Chapter 33 Key Takeaways

Technical Concepts

Dashboard design starts with questions, not data. The single most important principle in campaign analytics dashboard design is to begin with the questions decision-makers need to answer and work backward to the data and visualizations that answer them. Nadia's six core questions — Are we on track? Where are we behind? Are we reaching the right voters? What is the support score profile of contacts? Who should we contact next? How are metrics trending? — drove every design decision. Visualizations that don't answer a specific question don't belong in the dashboard.

Data cleaning is non-negotiable and time-consuming. The ODA voter file cleaning pipeline handled string standardization, out-of-range numeric validation, age validation, vote history binary validation, and record deduplication before any analysis began. In real campaigns, data cleaning typically consumes 40-60% of a data analyst's time on a new dataset. The clean_voter_data() function in Example 01 illustrates the systematic approach: document what you cleaned, why, and how many records were affected.

Voter segments are the foundation of quality analysis. Classifying voters into segments (Hard Support, Soft Support - Persuadable, True Persuadable, Soft Opposition - Persuadable, Hard Opposition) based on the joint distribution of support score and persuadability score enables nuanced analysis of contact quality — not just whether voters are being contacted, but whether the right voters are being contacted.
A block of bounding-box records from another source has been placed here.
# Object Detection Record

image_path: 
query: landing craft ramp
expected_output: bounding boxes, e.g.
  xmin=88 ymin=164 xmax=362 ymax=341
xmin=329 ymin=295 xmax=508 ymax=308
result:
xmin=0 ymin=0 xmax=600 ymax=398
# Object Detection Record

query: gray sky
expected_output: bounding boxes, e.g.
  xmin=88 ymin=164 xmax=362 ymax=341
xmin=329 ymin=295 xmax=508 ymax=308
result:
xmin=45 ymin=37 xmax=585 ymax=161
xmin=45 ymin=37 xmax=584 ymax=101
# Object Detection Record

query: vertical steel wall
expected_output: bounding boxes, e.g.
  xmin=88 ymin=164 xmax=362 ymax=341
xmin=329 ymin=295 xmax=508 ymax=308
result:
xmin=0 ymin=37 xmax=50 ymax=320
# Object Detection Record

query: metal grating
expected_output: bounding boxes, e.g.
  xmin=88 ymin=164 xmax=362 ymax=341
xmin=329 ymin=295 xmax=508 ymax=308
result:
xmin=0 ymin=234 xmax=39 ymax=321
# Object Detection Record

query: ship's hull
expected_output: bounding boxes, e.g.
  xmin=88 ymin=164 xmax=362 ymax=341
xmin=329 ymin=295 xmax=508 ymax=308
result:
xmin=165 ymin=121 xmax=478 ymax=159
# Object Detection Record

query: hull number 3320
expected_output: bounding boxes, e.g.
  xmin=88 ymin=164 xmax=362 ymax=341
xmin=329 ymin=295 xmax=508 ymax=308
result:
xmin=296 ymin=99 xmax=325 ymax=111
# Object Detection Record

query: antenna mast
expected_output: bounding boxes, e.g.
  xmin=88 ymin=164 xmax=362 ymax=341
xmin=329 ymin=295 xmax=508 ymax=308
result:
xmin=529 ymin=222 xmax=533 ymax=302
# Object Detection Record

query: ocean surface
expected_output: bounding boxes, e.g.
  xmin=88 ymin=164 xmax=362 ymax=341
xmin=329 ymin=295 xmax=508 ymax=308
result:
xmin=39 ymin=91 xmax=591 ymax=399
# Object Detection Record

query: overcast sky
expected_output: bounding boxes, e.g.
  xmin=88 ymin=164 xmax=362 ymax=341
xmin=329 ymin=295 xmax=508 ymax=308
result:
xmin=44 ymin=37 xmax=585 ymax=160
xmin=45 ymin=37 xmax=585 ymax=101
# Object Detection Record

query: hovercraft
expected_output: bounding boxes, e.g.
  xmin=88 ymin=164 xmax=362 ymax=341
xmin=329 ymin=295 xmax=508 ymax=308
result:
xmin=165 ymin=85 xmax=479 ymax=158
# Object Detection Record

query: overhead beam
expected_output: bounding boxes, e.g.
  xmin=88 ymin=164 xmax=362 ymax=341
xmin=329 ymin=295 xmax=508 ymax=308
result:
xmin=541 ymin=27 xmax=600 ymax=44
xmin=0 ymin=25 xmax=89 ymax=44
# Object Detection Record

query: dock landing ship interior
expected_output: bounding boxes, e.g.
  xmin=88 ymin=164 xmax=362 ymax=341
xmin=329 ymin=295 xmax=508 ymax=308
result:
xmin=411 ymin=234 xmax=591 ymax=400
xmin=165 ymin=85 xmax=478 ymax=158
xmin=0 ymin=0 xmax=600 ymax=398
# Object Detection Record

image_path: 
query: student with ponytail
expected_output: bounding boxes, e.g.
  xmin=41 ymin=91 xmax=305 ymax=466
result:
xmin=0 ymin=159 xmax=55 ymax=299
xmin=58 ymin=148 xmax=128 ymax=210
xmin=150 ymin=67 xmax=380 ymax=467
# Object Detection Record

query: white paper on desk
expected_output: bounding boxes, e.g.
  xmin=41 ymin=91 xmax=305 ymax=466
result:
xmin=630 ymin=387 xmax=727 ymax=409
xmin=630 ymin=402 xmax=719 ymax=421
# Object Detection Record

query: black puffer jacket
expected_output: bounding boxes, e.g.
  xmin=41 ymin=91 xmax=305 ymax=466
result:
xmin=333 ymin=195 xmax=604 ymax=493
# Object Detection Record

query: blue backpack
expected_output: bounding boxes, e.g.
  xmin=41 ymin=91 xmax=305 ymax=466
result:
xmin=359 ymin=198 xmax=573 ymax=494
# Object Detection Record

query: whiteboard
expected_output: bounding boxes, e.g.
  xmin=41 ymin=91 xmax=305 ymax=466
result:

Pace ratio is the most important daily KPI. Total contacts and percentage of goal are important, but the pace ratio — actual contacts per day divided by contacts per day needed to hit the goal — is the most operationally actionable metric. A pace ratio below 1.0 means the campaign needs to change something. The pace ratio changes every day as both the numerator (actual pace) and denominator (needed pace, which accelerates as time runs out) move.

Persuadability targeting lift measures contact quality. Subtracting the share of persuadable voters in the universe from the share of persuadable voters among contacted voters gives a clean measure of whether the campaign is successfully concentrating contact on high-value targets. Positive lift means the prioritization is working; lift near zero means canvassers are ignoring the priority lists.

The prioritization model is a composite of persuadability, support score targeting, vote likelihood, and county priority. The model in this chapter assigns 50% weight to persuadability, 30% to a Gaussian function that peaks at support score 55 (the genuine swing voter), 15% to vote frequency, and 5% to a county-priority adjustment. These weights are explicit choices that should be documented and revisited as the campaign accumulates contact data.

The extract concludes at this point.